A New Approach to Instruction
Chapter 1 Ten Steps
When I learn CRUD in React, I can also use that knowledge to build CRUD applications in Vue, or any website. That’s the goal atleast.
A big issue in a lot of education out there is the reduction and isolation of concepts and skills to the point where when you try to apply the newly earned knowledge to a new situation/project/feature, you can’t do it.
This is one reason why “Just read the docs and figure it out” can be a painful journey of feeling like you don’t get it.
Functions and API need to be presented in the context that they are used in for you to truly grasp how to complete a feature / app (aka whole task).

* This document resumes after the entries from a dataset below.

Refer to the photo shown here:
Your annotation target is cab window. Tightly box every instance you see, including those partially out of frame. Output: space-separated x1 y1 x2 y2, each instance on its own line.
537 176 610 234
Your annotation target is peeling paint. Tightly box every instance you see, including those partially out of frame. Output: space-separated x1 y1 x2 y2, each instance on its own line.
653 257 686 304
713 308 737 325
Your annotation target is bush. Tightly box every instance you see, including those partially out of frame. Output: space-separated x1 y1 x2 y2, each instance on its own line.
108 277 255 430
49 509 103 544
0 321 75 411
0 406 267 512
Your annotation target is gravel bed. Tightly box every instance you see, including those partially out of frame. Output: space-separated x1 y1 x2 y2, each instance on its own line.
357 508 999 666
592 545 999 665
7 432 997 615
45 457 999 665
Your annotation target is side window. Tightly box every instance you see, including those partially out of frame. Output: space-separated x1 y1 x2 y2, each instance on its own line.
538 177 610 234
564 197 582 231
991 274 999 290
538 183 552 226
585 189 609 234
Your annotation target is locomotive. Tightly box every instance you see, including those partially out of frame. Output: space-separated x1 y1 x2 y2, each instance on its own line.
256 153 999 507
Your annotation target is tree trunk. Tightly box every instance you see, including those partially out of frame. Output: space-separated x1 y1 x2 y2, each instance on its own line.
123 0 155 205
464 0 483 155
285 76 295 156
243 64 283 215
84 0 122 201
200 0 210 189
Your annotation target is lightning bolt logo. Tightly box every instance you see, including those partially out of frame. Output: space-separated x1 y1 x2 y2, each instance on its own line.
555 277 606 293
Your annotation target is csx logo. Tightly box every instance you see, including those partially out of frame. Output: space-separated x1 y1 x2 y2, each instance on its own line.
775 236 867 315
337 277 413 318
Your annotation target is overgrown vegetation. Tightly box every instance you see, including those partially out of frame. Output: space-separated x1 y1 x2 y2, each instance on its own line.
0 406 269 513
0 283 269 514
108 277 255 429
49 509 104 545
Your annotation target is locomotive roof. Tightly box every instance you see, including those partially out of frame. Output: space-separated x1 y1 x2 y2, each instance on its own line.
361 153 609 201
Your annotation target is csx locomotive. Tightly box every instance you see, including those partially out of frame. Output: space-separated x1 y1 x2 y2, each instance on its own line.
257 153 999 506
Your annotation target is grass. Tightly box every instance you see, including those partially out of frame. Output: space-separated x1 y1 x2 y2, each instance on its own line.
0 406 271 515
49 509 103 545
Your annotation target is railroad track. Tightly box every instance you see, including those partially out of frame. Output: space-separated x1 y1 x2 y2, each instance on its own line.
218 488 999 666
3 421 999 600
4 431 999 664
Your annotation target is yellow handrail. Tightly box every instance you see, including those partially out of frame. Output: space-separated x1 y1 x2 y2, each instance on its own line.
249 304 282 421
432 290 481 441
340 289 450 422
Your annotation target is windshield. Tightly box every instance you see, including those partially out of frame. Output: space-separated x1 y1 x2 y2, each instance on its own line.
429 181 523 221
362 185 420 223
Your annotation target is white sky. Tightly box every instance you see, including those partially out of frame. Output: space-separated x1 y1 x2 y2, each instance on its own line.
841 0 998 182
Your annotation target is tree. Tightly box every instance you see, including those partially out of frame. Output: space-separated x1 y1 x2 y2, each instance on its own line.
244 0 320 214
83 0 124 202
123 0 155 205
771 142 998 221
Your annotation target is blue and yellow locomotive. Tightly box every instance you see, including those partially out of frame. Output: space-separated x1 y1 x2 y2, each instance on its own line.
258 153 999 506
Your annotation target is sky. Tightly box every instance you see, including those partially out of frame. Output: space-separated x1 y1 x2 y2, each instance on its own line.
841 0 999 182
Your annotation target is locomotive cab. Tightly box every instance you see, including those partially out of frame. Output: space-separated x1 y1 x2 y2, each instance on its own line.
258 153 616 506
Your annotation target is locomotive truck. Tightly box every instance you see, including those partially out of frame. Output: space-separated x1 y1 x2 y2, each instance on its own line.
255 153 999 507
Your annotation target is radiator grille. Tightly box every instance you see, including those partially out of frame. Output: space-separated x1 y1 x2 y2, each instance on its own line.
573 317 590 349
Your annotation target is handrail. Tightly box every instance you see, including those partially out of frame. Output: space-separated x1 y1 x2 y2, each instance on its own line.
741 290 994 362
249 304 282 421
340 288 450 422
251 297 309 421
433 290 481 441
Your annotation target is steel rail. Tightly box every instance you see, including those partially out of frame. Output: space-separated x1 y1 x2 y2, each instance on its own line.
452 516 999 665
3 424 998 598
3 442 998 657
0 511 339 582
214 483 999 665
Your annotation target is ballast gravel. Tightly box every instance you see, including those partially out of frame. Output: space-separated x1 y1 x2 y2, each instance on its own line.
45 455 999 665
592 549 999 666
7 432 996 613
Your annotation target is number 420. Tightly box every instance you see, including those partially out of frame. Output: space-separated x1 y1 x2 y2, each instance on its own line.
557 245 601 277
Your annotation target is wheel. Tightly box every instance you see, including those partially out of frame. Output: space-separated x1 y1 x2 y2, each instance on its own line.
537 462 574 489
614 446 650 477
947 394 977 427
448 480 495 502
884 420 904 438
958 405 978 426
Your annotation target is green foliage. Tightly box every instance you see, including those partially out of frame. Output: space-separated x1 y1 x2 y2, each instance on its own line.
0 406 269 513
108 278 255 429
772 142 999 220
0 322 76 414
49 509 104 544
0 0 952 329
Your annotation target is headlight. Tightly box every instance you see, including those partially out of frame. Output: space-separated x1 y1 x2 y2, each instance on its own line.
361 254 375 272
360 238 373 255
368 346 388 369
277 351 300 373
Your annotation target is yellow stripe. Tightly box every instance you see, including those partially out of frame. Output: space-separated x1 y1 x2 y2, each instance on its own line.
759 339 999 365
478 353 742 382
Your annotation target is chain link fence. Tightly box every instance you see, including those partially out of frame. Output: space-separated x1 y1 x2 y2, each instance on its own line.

Ten Steps is a wholistic approach to learning design that attempts to capture the complexity of systems, patterns and processes in the simplest way possible while maintaining the essence of what you’re trying to learn (vs. dealing with Fragmentation and Compartmentalization with a atomistic approach).
To do this, as mentioned in the title of the framework, there are 10 steps to learning design:
- Design Learning Tasks
- Design Performance Assessments
- Sequence Learning Tasks
- Design Supportive Information
- Analyze cognitive Strategies
- Analyze Mental Models
- Design Procedural Information
- Analyze Cognitive Rules
- Analyze Prerequisite Information
- Design Part-Task Practice
You’ll notice that 4 of the 10 steps are bolded, this is because those are the most essential steps and are a big pillar of the framework.
These are called the Four Blueprint Components.
Complex learning involves integrating knowledge, skills, and attitudes; coordinating qualitatively different constituent skills; and often transferring what is learned in school or training settings to daily life and work settings.
An often-heard student complaint is that they experience their curriculum as a disconnected set of courses or modules, with only implicit relationships between the courses and an unclear relevance of what they are supposed to learn for their future professions and why
A holistic design approach is the opposite of an atomistic one, in which complex contents and tasks are continually reduced to simpler or smaller elements such as facts and simple skills.
In this view, instruction should begin with a simplified but ‘whole’ model of reality, which is then conveyed to the learners according to sound pedagogical principles.
A holistic approach, in contrast, offers alternative ways for dealing with complexity. Most holistic approaches introduce some notion of modeling to attack this problem.